My phone represents an entire to-do list for me–phone calls I need to make, emails I could respond to, tweets, instagrams and facebook updates I could do. It is also an endless source of entertainment, information and mind-numbing time-fillers.
When I have a few minutes of down time my mind immediately wanders to the portal of my phone. What can I do? What can I get into? What can I read? Too many times I pick it up and let myself get lost in it. If I do choose to ignore it’s siren’s call, I find my mind jumping to something else and forgetting that little rabbit trail it wanted to follow. Like if I just jump over that don’t-pick-up-the-phone hurdle, then my mind is fine.
Is this making sense?
Am I the only one who gets bogged down by this black hole of minimally fulfilling entertainment?

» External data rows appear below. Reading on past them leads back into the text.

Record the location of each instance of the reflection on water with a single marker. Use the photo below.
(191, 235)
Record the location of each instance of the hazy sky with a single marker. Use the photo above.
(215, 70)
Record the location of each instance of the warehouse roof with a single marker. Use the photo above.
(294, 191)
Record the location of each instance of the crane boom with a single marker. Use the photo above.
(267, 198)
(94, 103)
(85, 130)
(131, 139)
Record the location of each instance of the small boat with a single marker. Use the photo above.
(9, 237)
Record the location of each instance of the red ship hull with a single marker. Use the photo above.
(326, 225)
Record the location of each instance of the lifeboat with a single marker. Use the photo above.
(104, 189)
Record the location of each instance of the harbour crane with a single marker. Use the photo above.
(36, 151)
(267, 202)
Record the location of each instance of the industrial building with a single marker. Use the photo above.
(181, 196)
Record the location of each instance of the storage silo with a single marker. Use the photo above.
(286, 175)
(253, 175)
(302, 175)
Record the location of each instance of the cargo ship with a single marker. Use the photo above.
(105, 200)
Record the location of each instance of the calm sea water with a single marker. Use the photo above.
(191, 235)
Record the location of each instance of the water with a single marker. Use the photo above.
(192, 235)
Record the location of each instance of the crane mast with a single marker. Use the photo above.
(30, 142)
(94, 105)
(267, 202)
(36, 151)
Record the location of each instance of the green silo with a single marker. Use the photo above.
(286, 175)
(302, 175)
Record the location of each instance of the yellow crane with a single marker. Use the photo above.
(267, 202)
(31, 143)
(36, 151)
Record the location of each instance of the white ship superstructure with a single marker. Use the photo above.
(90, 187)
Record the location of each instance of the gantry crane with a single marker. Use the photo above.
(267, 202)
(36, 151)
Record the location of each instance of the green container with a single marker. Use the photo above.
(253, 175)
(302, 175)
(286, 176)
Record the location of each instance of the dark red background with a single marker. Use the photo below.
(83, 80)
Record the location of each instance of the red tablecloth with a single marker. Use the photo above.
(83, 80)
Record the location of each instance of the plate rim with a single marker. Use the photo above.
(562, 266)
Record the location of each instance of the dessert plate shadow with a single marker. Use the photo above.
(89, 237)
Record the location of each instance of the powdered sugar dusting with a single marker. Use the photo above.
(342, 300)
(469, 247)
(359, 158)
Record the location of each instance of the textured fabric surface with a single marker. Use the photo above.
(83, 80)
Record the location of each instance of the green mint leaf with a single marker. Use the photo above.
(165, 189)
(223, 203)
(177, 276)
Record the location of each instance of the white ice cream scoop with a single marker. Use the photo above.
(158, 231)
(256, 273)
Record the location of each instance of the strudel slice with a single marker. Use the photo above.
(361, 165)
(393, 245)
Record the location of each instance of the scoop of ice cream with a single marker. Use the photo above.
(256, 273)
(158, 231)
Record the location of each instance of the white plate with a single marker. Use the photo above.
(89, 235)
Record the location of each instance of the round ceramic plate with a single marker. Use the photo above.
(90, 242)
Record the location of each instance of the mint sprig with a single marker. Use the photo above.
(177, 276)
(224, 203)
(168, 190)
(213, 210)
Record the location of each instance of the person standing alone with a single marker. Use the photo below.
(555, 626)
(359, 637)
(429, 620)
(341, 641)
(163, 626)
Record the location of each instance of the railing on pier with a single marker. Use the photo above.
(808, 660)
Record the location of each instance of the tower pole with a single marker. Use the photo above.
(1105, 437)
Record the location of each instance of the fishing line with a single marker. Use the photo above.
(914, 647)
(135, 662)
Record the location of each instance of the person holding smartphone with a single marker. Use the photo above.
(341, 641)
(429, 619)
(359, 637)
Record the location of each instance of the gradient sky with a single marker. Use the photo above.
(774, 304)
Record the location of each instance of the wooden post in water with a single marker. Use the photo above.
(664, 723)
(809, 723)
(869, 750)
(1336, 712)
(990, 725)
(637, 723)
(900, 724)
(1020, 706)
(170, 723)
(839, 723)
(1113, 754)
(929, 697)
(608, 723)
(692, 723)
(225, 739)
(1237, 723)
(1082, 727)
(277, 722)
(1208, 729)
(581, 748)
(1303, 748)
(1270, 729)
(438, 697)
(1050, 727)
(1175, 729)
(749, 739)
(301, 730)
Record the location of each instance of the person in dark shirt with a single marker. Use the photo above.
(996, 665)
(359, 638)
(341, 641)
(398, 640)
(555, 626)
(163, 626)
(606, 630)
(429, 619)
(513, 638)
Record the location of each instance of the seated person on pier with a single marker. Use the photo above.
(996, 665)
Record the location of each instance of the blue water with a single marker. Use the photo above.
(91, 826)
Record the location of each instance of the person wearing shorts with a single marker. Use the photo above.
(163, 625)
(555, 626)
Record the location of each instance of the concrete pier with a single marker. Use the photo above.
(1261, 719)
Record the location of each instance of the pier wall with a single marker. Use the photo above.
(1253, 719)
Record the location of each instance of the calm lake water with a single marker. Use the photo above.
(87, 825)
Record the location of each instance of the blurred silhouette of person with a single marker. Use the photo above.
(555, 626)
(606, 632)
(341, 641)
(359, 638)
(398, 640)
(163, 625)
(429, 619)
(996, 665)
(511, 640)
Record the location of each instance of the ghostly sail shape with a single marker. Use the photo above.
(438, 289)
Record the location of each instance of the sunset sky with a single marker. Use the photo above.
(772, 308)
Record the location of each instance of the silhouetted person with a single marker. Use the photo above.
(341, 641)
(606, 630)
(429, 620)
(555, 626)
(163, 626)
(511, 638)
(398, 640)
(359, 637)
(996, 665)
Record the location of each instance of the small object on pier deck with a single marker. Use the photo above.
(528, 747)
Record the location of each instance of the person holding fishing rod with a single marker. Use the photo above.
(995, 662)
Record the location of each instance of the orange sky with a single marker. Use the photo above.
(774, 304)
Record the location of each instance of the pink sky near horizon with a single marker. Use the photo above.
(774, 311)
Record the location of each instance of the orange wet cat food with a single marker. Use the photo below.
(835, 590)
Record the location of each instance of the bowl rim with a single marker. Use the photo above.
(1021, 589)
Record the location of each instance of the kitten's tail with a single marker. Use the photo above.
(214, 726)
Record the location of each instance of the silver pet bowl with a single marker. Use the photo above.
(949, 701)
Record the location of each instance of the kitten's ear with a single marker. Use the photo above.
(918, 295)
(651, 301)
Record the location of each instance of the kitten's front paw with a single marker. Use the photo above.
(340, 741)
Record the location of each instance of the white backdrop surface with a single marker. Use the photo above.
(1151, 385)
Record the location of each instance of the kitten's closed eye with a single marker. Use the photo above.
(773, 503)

Well, as I’ve been contemplating this quiet-ness I want in my life and had this unintentional fast from my phone the last five days, I’ve decided how to I’d like to go forward with my relationship with my iPhone. Here’s what I’ve got so far…
1. A weekly Sabbath.
I know I’ve mentioned this before, but I’m taking Sunday to use my phone only as a phone and not even crack my computer open. If I can have self-control one day a week, surely that should help my self-control the rest of the week, right?
2. A sleeve.
I got this idea from Heather at Beauty That Moves (and her entire iPhone post was another motivator for this whole thought process). Simply having my phone in a sleeve gives me one more step to accessing my phone. I can’t slip it in my back pocket so it’s at my fingertips. I just bought the case and haven’t seen if this actually works but so far it makes me happy looking at it.
3. No Push Notifications.
This has always been a constant for me. I don’t want my phone telling me every time someone double-taps one of my Instagram pics. Talk about instant gratification.
4. Minimal Apps
When I get my phone fixed (today or tomorrow), I’m going to do an app purge. I already refuse to have games on my phone because I don’t want the kids to play them. But I’m going to limit MY entertainment, too. I have everything from Fandango and IMDB to HootSuite and Facebook. But do I really need those on my phone? Can I live a few minutes without checking to see what other shows Jake Johnson has been in?
5. App Organization
Kat has a genius idea bout organizing apps (as usual, that smart mama). I might do something like that or simply move the apps that I tend to scan and scroll through mindlessly to the last screen so I don’t see them right away.
I also don’t allow screens at the table and don’t charge them in our bedroom. I want to be less tethered to my phone. I want my mind to stay focused on the here and now. I want to be all there. I don’t want my mind to lean on my phone first.
And I want to set the example for my kids, too. I can only imagine that technology is going to be more pervasive and more accessible as they get older. I want to use this time of growth in their lives to be independent of technology.